The other thing wrt television... old cooking shows were boring. Throw in a dose of reality tv, make it exciting, and people will watch. It's also one of the few tv shows where a person could pretty reasonably recreate it, probably simplified, within their own home.



It’s interesting - I assume you’re American as am I. The approach to food was completely changed after WW2 in the USA. There was so much new food tech that looking back isn’t so nice but that people of that time embraced (and many still do). And for good reason it would seem looking back through their lens.

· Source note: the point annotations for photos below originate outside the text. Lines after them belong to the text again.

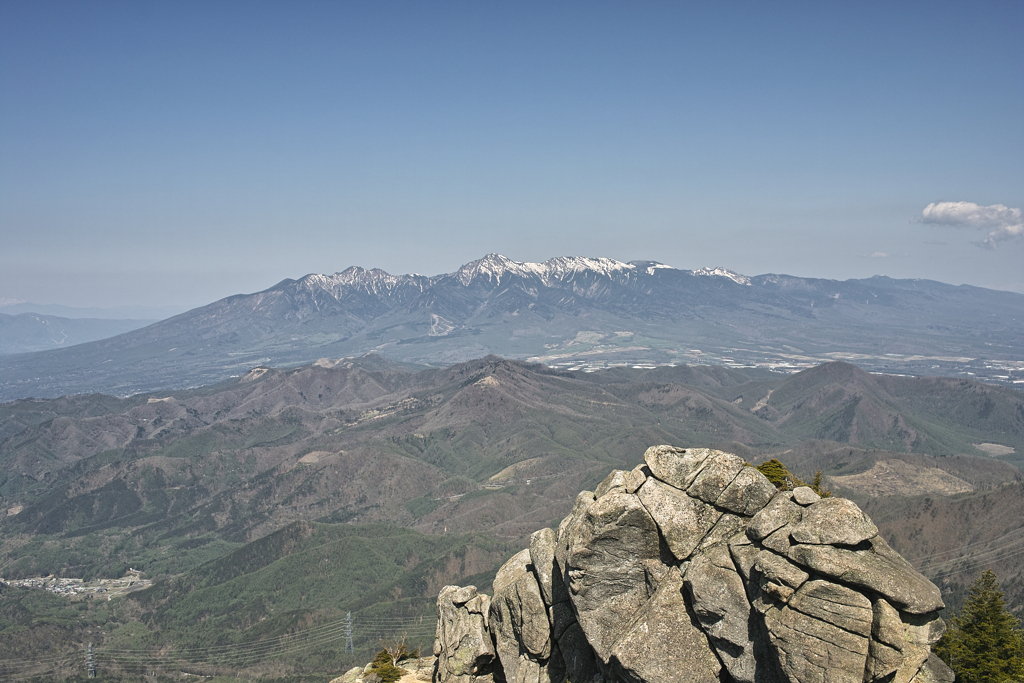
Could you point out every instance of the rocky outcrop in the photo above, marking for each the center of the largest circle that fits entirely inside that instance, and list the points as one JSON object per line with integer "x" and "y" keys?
{"x": 693, "y": 567}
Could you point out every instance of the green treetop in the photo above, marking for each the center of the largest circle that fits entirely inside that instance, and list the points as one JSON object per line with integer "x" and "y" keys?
{"x": 984, "y": 644}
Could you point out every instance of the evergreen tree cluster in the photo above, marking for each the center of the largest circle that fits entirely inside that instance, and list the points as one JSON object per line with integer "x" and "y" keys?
{"x": 984, "y": 643}
{"x": 783, "y": 479}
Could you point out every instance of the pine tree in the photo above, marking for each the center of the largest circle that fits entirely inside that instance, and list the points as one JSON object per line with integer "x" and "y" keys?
{"x": 984, "y": 644}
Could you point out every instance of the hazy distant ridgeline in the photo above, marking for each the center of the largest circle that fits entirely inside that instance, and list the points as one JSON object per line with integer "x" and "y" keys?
{"x": 491, "y": 444}
{"x": 276, "y": 502}
{"x": 26, "y": 333}
{"x": 563, "y": 310}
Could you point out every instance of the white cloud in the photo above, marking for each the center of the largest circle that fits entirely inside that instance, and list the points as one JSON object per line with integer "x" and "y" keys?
{"x": 1001, "y": 222}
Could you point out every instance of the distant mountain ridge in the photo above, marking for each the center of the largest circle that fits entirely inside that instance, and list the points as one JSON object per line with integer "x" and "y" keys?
{"x": 562, "y": 311}
{"x": 25, "y": 333}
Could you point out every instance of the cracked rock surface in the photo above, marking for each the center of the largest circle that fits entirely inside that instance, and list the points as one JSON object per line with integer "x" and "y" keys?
{"x": 692, "y": 567}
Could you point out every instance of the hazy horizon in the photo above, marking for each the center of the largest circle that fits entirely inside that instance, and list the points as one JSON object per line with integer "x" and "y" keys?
{"x": 167, "y": 155}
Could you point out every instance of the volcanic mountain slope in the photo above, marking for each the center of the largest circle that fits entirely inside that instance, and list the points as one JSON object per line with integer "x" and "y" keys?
{"x": 563, "y": 308}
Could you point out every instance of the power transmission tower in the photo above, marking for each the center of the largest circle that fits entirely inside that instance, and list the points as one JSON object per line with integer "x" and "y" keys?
{"x": 349, "y": 648}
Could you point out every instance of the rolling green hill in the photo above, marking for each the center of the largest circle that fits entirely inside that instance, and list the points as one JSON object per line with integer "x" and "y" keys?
{"x": 268, "y": 506}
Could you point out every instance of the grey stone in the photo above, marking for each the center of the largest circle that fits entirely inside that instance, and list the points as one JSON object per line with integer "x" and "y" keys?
{"x": 793, "y": 594}
{"x": 836, "y": 604}
{"x": 462, "y": 642}
{"x": 719, "y": 600}
{"x": 561, "y": 616}
{"x": 778, "y": 569}
{"x": 776, "y": 514}
{"x": 805, "y": 496}
{"x": 636, "y": 477}
{"x": 542, "y": 555}
{"x": 553, "y": 671}
{"x": 684, "y": 521}
{"x": 519, "y": 620}
{"x": 886, "y": 625}
{"x": 611, "y": 566}
{"x": 727, "y": 526}
{"x": 581, "y": 664}
{"x": 464, "y": 595}
{"x": 567, "y": 525}
{"x": 743, "y": 556}
{"x": 934, "y": 671}
{"x": 834, "y": 521}
{"x": 663, "y": 644}
{"x": 614, "y": 481}
{"x": 923, "y": 629}
{"x": 883, "y": 662}
{"x": 719, "y": 471}
{"x": 778, "y": 541}
{"x": 676, "y": 467}
{"x": 750, "y": 492}
{"x": 878, "y": 568}
{"x": 810, "y": 650}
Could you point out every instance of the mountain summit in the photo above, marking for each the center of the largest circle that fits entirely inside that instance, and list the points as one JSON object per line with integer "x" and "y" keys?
{"x": 574, "y": 311}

Food and cooking lost a lot of value in our culture for many years. We started optimizing around the wrong things (fast and easy - cooking is a struggle!) and then again after more wrong things (lets replace fat with extra salt and processed foods!). And only lately has the idea of “fresh and seasonal” started to become more mainstream - again. Where as before the War it was what people did because it was how it was.

There’s a lot of good cooking in the USA that just vanished from before the War. Very localized dishes, lots of stews. Some old cookbooks reveal how much we’ve changed and have also reclaimed old values.


I remember hearing that after WW2 processed foods were seen as futuristic. It was more consistent batch to batch, less likely to spoil, and safer to eat. After a few generations of that it's seen as generic and bland.

This digging up of pre-industrialized food cherry picks the best of each area and uses higher standards for food quality and safety (that would have been unfeasible generations ago).

I'm not knocking regional food, I'm glad this is happening and love to see and try new things. I hate seeing the US covered by the same handful of chain restaurants.


A big part of it was we had the factories, machines and workflows to convert wartime manufacturing into peacetime manufacturing. We mastered the concept of processing and preserving food for GI's and converted it to households. Cooking was sold as a laborious task wrought with potential for failure. From there the next phase of industrial mastery was developing fast food restaurants and selling the idea that even preparing the pre-made meals was too much work and hassle - a true victory of Madison Ave.

We've come full circle now where inefficiently producing and purchasing high quality ingredients and having the time and resources to cook them is now the higher class activity VS the efficient processed food sold to the masses.


Cream of mushroom soup and Cheese Whiz!